Marquis de Sade – Tanrıya Karşı Söylev PDF indir Oku
Sade, Bir Parçalanmanın Geleceği Ateizmi özgün ve benzersiz bir durumdan yola çıkarak düşünmek: Bu kitapta sunulan metinlerin hedefi işte budur. Ateizm, kendini ateist göstermek için dile getirmenin yeterli bulunacağı, tersine dönmüş konformist bir inanç bildirimi misali, aşikâr bir durum değildir. Ateizm, şiddetli ve çelişik bir fetihtir; tarihsel olaydan ayrı değildir. Moda olan “ateizm”in (Onfray), ilk kez benmerkezci bir tutum değil bir rasyonalite mücadelesi olduğunu unuttuğu bu günlerde, Sade’ın insanı afallatan başkalığıyla yüzleşmek körelmeye karşı en iyi reçetedir. Felsefi olarak çürütülemez olan, Tanrı’nın ölümüne yönelik, ama toplumun fiilen laikleşmesini tahayyül edemeyen Sade’ın ateizmi bir geçişe damgasını vurur: Köhne karanlıkçılığa karşı mücadelenin cumhuriyetçi bir praksisi, somut bir dayanak noktasını el yordamıyla aradığı bir geçiş. Bilhassa bu derlemedeki metinler bize ateizmin yazgısının Fransız Devrimi’nin yazgısına, bu tamamlanmamış devrimin yazgısına bağlı olduğunu hatırlatıyor.
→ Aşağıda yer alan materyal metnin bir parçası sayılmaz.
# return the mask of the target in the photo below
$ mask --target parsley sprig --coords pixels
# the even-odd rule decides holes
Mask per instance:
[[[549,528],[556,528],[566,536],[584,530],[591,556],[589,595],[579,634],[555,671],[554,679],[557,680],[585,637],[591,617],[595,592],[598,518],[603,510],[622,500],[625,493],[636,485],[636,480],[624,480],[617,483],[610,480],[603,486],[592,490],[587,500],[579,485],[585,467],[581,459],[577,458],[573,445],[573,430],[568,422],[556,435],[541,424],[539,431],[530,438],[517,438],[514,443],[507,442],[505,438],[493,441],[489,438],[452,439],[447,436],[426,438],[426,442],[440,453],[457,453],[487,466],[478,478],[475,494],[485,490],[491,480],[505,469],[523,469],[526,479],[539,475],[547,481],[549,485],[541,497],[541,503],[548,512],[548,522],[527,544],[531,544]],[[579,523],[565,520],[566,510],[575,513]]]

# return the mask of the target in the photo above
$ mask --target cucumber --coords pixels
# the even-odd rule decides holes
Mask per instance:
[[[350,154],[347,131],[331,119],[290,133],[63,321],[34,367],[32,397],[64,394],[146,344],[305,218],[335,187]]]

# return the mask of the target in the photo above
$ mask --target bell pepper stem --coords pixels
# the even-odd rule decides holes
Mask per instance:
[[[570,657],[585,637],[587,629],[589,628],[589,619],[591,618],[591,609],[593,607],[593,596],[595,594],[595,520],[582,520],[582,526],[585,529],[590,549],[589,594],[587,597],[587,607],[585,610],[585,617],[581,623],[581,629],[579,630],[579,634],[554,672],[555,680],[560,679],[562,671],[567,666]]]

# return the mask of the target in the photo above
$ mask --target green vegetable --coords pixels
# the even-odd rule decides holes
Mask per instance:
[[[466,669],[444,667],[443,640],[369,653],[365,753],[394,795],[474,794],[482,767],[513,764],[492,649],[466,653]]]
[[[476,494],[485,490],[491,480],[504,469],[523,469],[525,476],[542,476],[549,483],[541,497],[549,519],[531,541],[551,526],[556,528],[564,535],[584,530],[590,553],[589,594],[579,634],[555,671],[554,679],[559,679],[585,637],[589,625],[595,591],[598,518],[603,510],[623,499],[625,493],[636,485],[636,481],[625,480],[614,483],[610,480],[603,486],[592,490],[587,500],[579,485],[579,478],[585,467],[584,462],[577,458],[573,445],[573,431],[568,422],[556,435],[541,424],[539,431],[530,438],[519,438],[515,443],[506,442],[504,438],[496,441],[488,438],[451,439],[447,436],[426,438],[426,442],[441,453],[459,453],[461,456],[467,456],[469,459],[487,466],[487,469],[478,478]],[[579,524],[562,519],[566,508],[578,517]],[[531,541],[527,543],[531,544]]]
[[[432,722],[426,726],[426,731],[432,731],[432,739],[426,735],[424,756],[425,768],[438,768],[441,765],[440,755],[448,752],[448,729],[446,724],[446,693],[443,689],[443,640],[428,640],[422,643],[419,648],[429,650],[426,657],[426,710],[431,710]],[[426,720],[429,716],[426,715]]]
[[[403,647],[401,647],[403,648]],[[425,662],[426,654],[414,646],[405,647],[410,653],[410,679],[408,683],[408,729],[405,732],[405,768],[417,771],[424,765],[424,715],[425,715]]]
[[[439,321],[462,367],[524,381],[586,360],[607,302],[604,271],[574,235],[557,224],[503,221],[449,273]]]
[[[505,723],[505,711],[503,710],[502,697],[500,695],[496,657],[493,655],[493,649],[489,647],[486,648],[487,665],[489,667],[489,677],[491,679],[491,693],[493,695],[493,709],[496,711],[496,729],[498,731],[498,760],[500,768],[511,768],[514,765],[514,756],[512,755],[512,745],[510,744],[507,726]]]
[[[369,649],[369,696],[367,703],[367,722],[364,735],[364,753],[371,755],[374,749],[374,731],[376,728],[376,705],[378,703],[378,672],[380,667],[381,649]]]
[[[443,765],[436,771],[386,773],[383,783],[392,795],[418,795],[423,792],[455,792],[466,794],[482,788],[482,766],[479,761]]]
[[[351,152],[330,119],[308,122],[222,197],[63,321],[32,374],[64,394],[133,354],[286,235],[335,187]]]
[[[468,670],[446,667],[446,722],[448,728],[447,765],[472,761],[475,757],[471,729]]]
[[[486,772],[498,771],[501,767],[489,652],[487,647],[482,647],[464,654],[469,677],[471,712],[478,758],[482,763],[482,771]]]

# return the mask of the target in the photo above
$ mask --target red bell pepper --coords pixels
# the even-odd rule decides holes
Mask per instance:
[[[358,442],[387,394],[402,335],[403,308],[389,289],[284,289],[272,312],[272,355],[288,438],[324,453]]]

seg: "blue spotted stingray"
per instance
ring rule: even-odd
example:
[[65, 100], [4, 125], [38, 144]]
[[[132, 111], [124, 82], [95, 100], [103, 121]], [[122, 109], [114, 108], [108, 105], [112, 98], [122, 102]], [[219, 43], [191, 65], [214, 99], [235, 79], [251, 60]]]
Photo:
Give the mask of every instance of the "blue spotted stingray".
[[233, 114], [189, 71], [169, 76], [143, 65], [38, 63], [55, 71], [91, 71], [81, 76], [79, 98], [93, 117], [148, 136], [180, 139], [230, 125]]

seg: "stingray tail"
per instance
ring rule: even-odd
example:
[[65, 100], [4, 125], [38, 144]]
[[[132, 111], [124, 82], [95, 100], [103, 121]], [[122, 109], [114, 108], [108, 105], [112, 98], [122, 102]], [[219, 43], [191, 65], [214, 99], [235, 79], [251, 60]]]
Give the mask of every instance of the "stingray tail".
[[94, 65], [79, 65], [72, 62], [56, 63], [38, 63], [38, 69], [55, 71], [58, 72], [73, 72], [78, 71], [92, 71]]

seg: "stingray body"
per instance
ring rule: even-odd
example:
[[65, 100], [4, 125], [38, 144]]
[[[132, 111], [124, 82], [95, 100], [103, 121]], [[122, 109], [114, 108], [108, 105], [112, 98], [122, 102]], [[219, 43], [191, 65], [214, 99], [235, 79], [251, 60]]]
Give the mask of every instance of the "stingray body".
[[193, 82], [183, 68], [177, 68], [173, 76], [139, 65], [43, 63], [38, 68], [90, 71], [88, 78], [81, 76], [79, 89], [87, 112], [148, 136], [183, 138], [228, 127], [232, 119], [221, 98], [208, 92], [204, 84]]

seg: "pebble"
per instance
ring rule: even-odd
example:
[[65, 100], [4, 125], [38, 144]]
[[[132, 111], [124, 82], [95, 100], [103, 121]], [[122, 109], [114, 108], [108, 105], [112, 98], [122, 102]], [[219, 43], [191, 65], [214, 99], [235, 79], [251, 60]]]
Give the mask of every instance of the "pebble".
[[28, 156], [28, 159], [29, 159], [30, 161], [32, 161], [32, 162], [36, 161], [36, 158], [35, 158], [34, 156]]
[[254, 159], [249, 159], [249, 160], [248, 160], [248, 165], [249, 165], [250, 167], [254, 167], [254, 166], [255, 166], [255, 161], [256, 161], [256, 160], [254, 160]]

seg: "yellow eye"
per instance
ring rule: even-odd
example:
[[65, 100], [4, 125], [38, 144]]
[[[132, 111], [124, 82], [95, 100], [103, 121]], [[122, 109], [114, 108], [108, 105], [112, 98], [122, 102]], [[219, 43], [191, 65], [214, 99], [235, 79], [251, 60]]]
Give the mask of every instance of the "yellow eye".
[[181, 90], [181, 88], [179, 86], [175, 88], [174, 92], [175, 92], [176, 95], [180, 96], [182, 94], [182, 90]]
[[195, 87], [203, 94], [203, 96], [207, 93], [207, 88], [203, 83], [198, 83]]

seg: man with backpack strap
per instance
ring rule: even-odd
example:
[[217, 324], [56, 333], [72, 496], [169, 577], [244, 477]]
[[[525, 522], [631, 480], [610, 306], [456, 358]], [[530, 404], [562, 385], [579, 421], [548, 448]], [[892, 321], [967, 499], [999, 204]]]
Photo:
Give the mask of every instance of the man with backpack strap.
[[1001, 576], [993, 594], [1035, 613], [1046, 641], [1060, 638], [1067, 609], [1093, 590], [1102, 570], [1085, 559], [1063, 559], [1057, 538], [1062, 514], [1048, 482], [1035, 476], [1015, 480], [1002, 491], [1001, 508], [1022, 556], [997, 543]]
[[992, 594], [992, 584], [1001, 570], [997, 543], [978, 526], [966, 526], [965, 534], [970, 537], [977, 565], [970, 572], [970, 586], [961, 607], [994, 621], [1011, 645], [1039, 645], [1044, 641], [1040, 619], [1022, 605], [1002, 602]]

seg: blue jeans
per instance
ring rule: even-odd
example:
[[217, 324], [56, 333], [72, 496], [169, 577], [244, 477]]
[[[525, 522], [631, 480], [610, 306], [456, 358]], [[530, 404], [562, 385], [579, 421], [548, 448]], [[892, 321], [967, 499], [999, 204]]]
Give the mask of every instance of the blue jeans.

Dolayısıyla, ateist düşüncenin tarihine keyfi bir son atfetmek burjuva ilerlemeciliğinin bir tuzağıdır. Felsefe Her Şeyi Söylemeli Sade’da, terimin klinik anlamında “sadizm”den 1 kaynaklanan şey üzerinde yorumda bulunacak değiliz. Çünkü Marki’nin şüphesiz apaçık ortada olan cinsel patolojisi onun metninin yalnızca bir bölgesidir; felsefi ispatlama sanatı ile (çağdaş ahlâkın diyeceği gibi) “paranoyak” rasyonalite istencinin -Sade’ı Aydınlanmacıların materyalizminin nev-i kişiyina münhasır bir mirasçısı yapan bu gözü pek istencin- toplandığı artülkedir. Sadecı metni Pathos’un değil felsefenin ölçüleriyle değerlendirmek gerekir. Sade’ı patolojilerin tarihinden çıkartıp tarihin patolojisi içine yeniden yerleştirmeliyiz. Sade’da orji zemini üzerinden söylemin, sistemin ve politik ütopyanın dünyaya geldiğunu unutmayalım. O daima özel ve tikel olanı terk edip genele, tümele yükselmeye çalışır. Sade’ın Hakikat adlı şiirinde kendi “felsefi göz”ü olarak adlandırdığı şeyi ciddiye alalım. “Felsefe her şeyi söylemelidir” demektedir Juliette’in Hikâyesinin sonunda.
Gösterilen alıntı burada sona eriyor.